Thornton insiste que o campo não é de soma zero. Ele aponta para a escala do problema: a China supostamente constrói algo em torno de mil mísseis de cruzeiro por dia; os EUA constroem aproximadamente um a cada três dias. “A empresa X, a empresa Y e a empresa Z poderiam todas construir essas coisas e ainda assim não haveria produção suficiente”, disse ele. Ele também argumenta que o Pentágono estruturalmente não permitirá um monopólio – que mantém deliberadamente vivos dois ou três fornecedores em cada categoria, em vez de escolher um vencedor.

Quer seja ou não uma leitura generosa do cenário competitivo, afirmo a ele que o cofundador mais famoso da Anduril, Palmer Luckey, nunca, até onde sei, reconheceu Mach publicamente. Thornton ignora qualquer sugestão de que Anduril não esteja interessado em abrir espaço para Mach, dizendo-me que respeita Luckey e que eles estão “no mesmo time”, lutando pelo mesmo objetivo da soberania ocidental.
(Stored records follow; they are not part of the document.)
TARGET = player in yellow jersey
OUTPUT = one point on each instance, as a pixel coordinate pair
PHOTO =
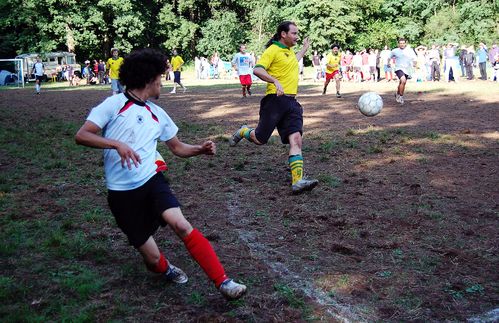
(278, 66)
(177, 63)
(113, 65)
(333, 61)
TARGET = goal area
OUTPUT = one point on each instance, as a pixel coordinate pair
(11, 72)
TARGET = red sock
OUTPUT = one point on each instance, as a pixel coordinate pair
(161, 266)
(202, 251)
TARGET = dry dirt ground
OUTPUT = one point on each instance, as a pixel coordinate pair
(403, 225)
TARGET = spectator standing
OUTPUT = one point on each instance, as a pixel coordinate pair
(101, 71)
(38, 70)
(385, 55)
(316, 63)
(346, 65)
(482, 61)
(405, 60)
(357, 67)
(333, 69)
(451, 62)
(113, 65)
(371, 61)
(177, 63)
(469, 62)
(434, 60)
(242, 64)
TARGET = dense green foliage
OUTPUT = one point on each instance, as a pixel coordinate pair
(200, 27)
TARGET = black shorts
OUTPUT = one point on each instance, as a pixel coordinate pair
(138, 211)
(401, 73)
(176, 76)
(283, 112)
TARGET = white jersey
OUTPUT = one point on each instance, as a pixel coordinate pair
(404, 59)
(138, 125)
(243, 63)
(38, 67)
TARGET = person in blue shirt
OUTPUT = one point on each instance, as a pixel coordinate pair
(242, 63)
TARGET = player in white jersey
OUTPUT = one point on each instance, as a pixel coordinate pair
(405, 61)
(38, 70)
(127, 126)
(242, 63)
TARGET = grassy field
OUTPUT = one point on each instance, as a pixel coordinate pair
(402, 227)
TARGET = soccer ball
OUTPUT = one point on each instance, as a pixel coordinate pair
(370, 104)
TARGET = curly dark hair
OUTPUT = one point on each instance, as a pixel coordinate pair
(141, 67)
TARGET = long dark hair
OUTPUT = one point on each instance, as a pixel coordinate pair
(141, 67)
(283, 26)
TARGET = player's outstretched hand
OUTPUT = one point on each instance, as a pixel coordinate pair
(128, 156)
(209, 148)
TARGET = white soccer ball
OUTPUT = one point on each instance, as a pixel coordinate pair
(370, 104)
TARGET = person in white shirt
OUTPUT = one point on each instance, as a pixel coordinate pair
(242, 63)
(128, 126)
(405, 61)
(385, 55)
(39, 71)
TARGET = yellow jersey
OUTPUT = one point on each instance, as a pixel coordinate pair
(113, 66)
(333, 60)
(177, 61)
(281, 63)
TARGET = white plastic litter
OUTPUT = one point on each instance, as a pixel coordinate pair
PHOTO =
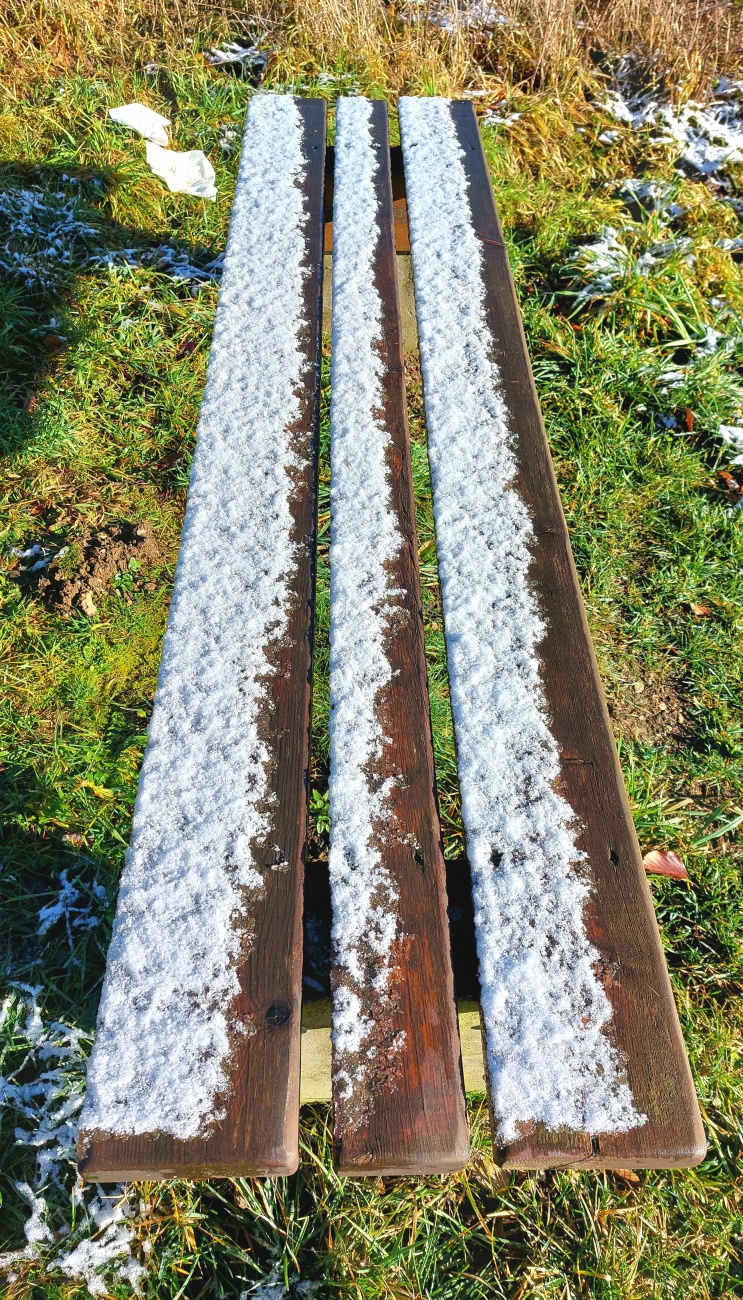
(143, 120)
(544, 1008)
(733, 436)
(183, 173)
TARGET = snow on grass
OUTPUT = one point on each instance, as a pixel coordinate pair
(709, 135)
(94, 1244)
(546, 1014)
(46, 233)
(364, 541)
(190, 882)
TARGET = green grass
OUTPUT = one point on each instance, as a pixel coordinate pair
(108, 437)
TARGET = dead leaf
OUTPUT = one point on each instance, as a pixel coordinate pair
(729, 485)
(486, 1173)
(628, 1175)
(664, 862)
(55, 343)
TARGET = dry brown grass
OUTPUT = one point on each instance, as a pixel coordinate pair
(543, 42)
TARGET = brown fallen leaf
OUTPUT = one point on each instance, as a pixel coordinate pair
(729, 485)
(628, 1175)
(664, 862)
(53, 343)
(486, 1173)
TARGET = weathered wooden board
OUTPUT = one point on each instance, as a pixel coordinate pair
(399, 207)
(260, 1132)
(620, 918)
(411, 1116)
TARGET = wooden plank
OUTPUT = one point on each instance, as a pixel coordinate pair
(407, 1113)
(259, 1134)
(317, 1052)
(620, 917)
(399, 206)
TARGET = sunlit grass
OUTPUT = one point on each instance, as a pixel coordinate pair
(108, 436)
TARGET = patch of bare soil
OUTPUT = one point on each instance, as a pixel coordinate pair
(82, 572)
(648, 710)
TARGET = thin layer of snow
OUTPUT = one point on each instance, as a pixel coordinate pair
(733, 436)
(456, 16)
(66, 908)
(364, 541)
(44, 233)
(709, 135)
(191, 875)
(247, 57)
(96, 1243)
(546, 1013)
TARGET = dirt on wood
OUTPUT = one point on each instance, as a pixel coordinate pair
(83, 571)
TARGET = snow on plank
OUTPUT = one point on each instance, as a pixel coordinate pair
(195, 1066)
(586, 1062)
(396, 1083)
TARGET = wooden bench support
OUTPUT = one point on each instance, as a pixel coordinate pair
(586, 1061)
(195, 1069)
(398, 1095)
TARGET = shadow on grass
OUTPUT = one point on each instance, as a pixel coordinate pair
(55, 228)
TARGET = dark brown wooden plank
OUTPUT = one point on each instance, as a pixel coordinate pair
(620, 918)
(260, 1132)
(412, 1116)
(399, 206)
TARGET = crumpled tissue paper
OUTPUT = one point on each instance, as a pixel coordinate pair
(183, 173)
(143, 120)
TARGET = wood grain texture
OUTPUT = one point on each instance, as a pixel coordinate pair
(399, 204)
(620, 918)
(409, 1114)
(260, 1132)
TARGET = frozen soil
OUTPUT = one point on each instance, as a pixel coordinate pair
(82, 573)
(648, 710)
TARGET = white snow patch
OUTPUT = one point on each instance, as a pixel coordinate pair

Não há dúvida de que seus investidores, incluindo Sequoia, Khosla Ventures e Ribbit Capital, não estão nem aí. Retire o enquadramento fundador-prodígio – o workshop no Texas, a história de abandono do MIT que todos os perfis apresentam, incluindo este – e o que resta é uma experiência genuinamente interessante liderada por um fundador que parece, pelo menos, saber o que não sabe.

Thornton foi sincero ao dizer que a parte mais difícil de administrar o Mach muda a cada seis meses: primeiro a engenharia, depois as vendas e agora a fabricação em escala, que ele espera dominar no próximo ano. Ele diz que tenta reservar quatro ou cinco horas por dia para pensar e “guerrar o futuro”, às vezes tirando colegas do trabalho para fazer isso com ele – o que, ele admite, “às vezes pode frustrá-los”.

Sobre a questão de quem o rejeita – quem mantém honesto um fundador em rápido crescimento – Thornton disse que o suggestions mais valioso não vem dos investidores ou mesmo de sua equipe executiva, que pode acabar na mesma câmara de eco que o CEO. Isso vem, disse ele, das pessoas que realmente fazem o trabalho.

Ele descreveu fóruns rotineiros em toda a empresa, ideia de seu COO, onde os funcionários pegam microfones e perguntam qualquer coisa. Tudo começou com Thornton recrutando discretamente alguns colegas de confiança para fazer perguntas agressivas. Desde então, evoluiu para algo mais difícil de controlar – e, sugeriu ele, mais útil para isso. “Basicamente fico lá por cerca de uma hora”, disse ele, “e recebo as perguntas mais agressivas possíveis das pessoas da empresa”. Ele parece gostar disso.

Para saber mais, você pode assistir nossa reunião com Thornton abaixo.